Option D.3 – Analgesics
D.3.1 – Describe and explain the different ways that analgesics prevent pain
The pain receptors in the body are essential for triggering a response that protects it from damage. It is part of our body’s defence system. They also send messages to the brain so that the location of an injury, disease, movement or environmental stress is known. Pain is activated by the presence of prostaglandins. These constrict blood vessels, affect the hypothalamus (which regulates body temperature, leading to fever) and increase the permeability of the capillaries, leading to swelling.
Analgesics releive pain by interfering with the pain receptors. Since pain can be debiliating, relief is sometimes essential. There are two types of analgesics, which act differently:
Mild Analgesics – These prevent the production of prostglandins and therefore the symptoms of pain. Essentially, the intercept the pain stimulus at its source (the nerve endings) so that the message is never sent to the brain and spinal cord. Paracetamol acts differently, since it prevent the release of prostglandins in the brain, rather than the origin of the pain. All mild-analgesics are non-narcotics because they do not affect the functioning of the brain.

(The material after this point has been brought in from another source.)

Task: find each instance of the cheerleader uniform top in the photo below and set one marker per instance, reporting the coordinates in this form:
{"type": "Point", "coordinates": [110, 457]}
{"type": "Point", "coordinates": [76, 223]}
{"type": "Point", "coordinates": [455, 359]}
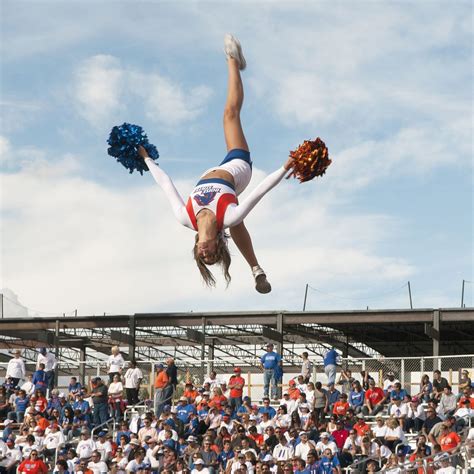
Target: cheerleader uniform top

Strong Analgesics – These bind to the receptor sites in the brain so that the pain impulses cannot be transmitted further, without depressing the central nervous system. In this way, they alter the brain’s perception of pain. These act in the same manner as natural painkillers (endorphins and enkephalins). Their analgesic effect is only temporary, but is more powerful than that of natural painkillers. Since they affect the functioning of the brain, they are called narcotics.
D.3.2 – Describe the use of derivatives of salicyclic acid as mild analgesics and compare the advantages and disadvantages of using aspirin and paracetamol (acetaminophen)
Aspirin
This is a mild analgesic, called acetyl salicyclic acid. The addition of the acetyl group reduces its acidity, which is important because salicyclic acid is a strong acid that is irritating to the stomach and often induces vomiting.
Aspirin is an ester that has many of the same properties of salicyclic acid, in that it gives relief from minor aches and pains, reduces fever (also called antipyretic effect), acts as an anti-inflammatory agent and as an anti-clotting agent.
Paracetamol
This is another mild analgesic, also called acetaminophen. Its structure is very different to aspirin, as it is an amide. Unlike aspirin, it does not have as many side-effects, but also does not reduce inflammation. It is possible to overdose on paracetamol and cause fatal damage, especially if taken with alcohol.
D.3.3 – Compare the structures of morphine, codeine and diamorphine (heroin, a semi-synthetic opiate)
Morphine, codeine and diamorphine are all opiates. They are narcotics, which act as analgesics, giving the user a sense of euphoria, peace, tranquillity, loss of feeling and sometimes paralysis. They can also cause constipation, constriction of the pupil in the eye and suppression of the cough reflex. In terms of strength, they are ordered:
All the compounds have similar structures:
- alkene
- aromatic ring
- ether
- tertiary amine functional groups
The structures above show that each has variation in their functional groups.
Codeine – benzene ring, two ether groups, alkene, one alcohol group and a tertiary amine
Morphine – benzene ring, one ether, alkene, two alcohol groups and a tertiary amine
Heroin – benzene ring, one ether, alkene, two ester-ethanoate groups and a tertiary amine
Heroin is produced in a condensation reaction between morphine and ethanoic acid, forming an ester linkage. It is a semi-synthetic drug because it can be found naturally, but is usually produced in this reaction of morphine:
Heroin is more effective because it is a more lipid-soluble molecule. This allows it to cross the blood-brain barrier more easily.
D.3.4 – Discuss the advantages and disadvantages of using morphine and its derivatives as strong analgesics
Short-Term Effects
Morphine is a much stronger analgesic than any other compound. However, it is also very addictive, and must be injected. Addiction leads to mental fogginess and mood swings.
Heroin is stronger and more addictive than morphine. It is also more dangerous because it depresses the central nervous system, causes respiratory depression, drowsiness and decreases gastrointestinal movement (which in turn causes constipation, nausea and vomiting). Tolerance develops very quickly, so it is not used for medical purposes. Immediate effects include a sense of well-being, dulling of pain, lowered fear and tension.
Long-Term Effects
Heroin use leads to constipation, reduced libido and appetite, and poor nutrition. If addicts try to quit, they will experience unpleasant withdrawal symptoms, such as cold sweats and anxiety. It is also very costly, and is illegal to deal in most countries. Some addicts will use crime to obtain the money for it. There is also higher risk of contracting HIV due to needle-sharing, as heroin must be taken intravenously. Its use is also associated with serious health conditions such as collapsed veins, spontaneous abortion and infectious diseases.
On the other hand, whilst codeine is only 10% as effective, it is not addictive, which makes it safer than morphine. In some places, it is available over the counter.